4 – Come cambia il mare, cosa succederà

 «Gli interventi dell’uomo – ribadisce Garofalo – sono in alcuni casi distruttivi per l’ambiente marino. Un esempio è la spropositata crescita delle alghe, stimolata dai concimi che vengono utilizzati in agricoltura per triplicare i raccolti. La fioritura algale è un processo naturale, ma non è normale quando è eccessiva, come a volte avviene nei nostri golfi. Un fenomeno che riduce sia la quantità di ossigeno sia il PH dell’acqua generando altri squilibri. A ciò si somma la maladepurazione. Dalla fine del 1800, quando l’uomo ha iniziato a immettere in atmosfera gas serra, usando combustibili fossili, l’aumento della temperatura del pianeta è stato continuo. La natura si sta già ribellando. Il pianeta continuerà a vivere, noi potremmo però estinguerci male, tra guerre e miseria, se non vi sarà una coscienza collettiva di popoli pronta ad affrontare concretamente i cambiamenti climatici».

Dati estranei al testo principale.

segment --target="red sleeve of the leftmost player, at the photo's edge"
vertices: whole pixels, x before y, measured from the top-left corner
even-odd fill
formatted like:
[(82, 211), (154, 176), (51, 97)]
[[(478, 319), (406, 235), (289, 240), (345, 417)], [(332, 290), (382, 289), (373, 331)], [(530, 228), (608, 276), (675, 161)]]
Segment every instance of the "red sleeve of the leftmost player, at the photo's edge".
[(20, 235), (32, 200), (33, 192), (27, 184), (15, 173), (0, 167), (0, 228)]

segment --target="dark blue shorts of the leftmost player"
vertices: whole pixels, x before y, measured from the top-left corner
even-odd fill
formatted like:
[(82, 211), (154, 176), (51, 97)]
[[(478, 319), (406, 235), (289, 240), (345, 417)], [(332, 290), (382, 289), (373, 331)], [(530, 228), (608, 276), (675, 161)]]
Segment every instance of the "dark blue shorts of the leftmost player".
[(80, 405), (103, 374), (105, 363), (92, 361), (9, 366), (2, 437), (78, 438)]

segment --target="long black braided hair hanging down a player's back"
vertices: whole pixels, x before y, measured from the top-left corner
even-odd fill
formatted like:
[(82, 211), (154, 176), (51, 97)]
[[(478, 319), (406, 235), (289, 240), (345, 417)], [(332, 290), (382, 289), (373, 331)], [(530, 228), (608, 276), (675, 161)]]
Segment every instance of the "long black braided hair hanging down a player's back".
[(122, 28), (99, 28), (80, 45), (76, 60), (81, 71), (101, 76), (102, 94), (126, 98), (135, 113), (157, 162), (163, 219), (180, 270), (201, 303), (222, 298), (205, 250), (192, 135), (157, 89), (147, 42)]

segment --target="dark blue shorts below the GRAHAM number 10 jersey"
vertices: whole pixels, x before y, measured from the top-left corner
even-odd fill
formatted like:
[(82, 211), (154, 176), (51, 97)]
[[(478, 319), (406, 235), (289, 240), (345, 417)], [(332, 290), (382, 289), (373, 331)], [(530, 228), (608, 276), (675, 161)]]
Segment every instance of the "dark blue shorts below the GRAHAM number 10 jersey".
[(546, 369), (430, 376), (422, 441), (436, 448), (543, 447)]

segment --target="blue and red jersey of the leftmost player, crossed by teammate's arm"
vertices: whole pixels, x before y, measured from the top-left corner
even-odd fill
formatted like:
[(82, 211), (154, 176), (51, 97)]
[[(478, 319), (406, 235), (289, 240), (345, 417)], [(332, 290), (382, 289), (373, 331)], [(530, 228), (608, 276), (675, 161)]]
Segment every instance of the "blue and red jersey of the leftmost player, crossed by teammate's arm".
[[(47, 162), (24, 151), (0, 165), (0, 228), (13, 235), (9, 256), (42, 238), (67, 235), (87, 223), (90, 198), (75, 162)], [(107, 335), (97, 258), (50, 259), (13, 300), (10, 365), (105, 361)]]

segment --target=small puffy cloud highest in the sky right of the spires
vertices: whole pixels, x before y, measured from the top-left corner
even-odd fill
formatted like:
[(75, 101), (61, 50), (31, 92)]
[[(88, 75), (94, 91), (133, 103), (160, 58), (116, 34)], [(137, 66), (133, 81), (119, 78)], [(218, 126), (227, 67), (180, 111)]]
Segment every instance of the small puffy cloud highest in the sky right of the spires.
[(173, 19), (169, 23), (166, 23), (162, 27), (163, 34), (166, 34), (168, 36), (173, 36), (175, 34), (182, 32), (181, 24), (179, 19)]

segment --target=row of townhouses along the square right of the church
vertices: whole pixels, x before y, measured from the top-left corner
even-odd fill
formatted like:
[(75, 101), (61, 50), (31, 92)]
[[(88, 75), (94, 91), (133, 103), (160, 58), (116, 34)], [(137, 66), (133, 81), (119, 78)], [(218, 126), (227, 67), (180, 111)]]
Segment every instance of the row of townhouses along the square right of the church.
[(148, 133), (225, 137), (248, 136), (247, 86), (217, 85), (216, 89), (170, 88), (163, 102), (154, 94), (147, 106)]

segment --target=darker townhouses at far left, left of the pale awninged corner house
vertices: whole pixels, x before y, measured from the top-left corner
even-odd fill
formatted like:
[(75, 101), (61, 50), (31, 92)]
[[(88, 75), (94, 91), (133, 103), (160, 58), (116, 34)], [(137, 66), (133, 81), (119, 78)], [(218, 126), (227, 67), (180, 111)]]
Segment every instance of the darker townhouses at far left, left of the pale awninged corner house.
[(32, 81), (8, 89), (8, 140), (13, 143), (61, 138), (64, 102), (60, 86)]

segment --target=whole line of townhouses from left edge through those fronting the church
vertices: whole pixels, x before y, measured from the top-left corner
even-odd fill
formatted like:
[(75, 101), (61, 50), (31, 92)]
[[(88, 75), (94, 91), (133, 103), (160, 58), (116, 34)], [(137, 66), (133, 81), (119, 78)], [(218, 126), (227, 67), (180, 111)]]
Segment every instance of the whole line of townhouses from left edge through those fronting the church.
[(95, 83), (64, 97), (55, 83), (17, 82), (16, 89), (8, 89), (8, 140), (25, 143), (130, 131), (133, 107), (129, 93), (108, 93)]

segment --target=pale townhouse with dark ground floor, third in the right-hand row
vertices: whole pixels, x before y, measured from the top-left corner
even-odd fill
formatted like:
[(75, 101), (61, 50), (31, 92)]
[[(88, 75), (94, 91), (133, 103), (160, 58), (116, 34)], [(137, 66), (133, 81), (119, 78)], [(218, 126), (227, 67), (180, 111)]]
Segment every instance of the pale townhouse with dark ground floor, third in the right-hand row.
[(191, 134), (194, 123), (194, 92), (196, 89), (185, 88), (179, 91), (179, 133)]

5 – Cosa si può fare per proteggere il mare

«Le istituzioni – secondo Garofalo – possono fare molto per tutelare il mare: dal creare oasi nelle quali sono interdette le attività dell’uomo più impattanti, al vigilare sul corretto funzionamento dei depuratori (che se lavorano bene non inquinano). Informare la gente è un passo indispensabile. Sono convinto che come succede in Brasile un cartellone con i tempi di biodegradazione degli oggetti (sacchetto di plastica 400 anni, reti da pesca 600 anni) contribuirebbe a ridurre gli abbandoni. Nessuno dovrebbe gettare rifiuti in spiaggia o in mare. Serve capire che una cicca di sigaretta nascosta nella sabbia, potresti ritrovarla lì ancora dopo 15 anni, periodo in cui rilascerà in mare frammenti plastici sempre più piccoli, le cosiddette microplastiche, che ormai sono entrate nella catena alimentare marina. Le microplastiche sono vettori di altri inquinanti (ad es. metalli pesanti), quelle di più piccole dimensioni, le nanoplastiche, sono in grado di raggiungere tutti i terssuti biologici, dove provocano danno ed aumenta il rischio di sviluppare patologie tumorali».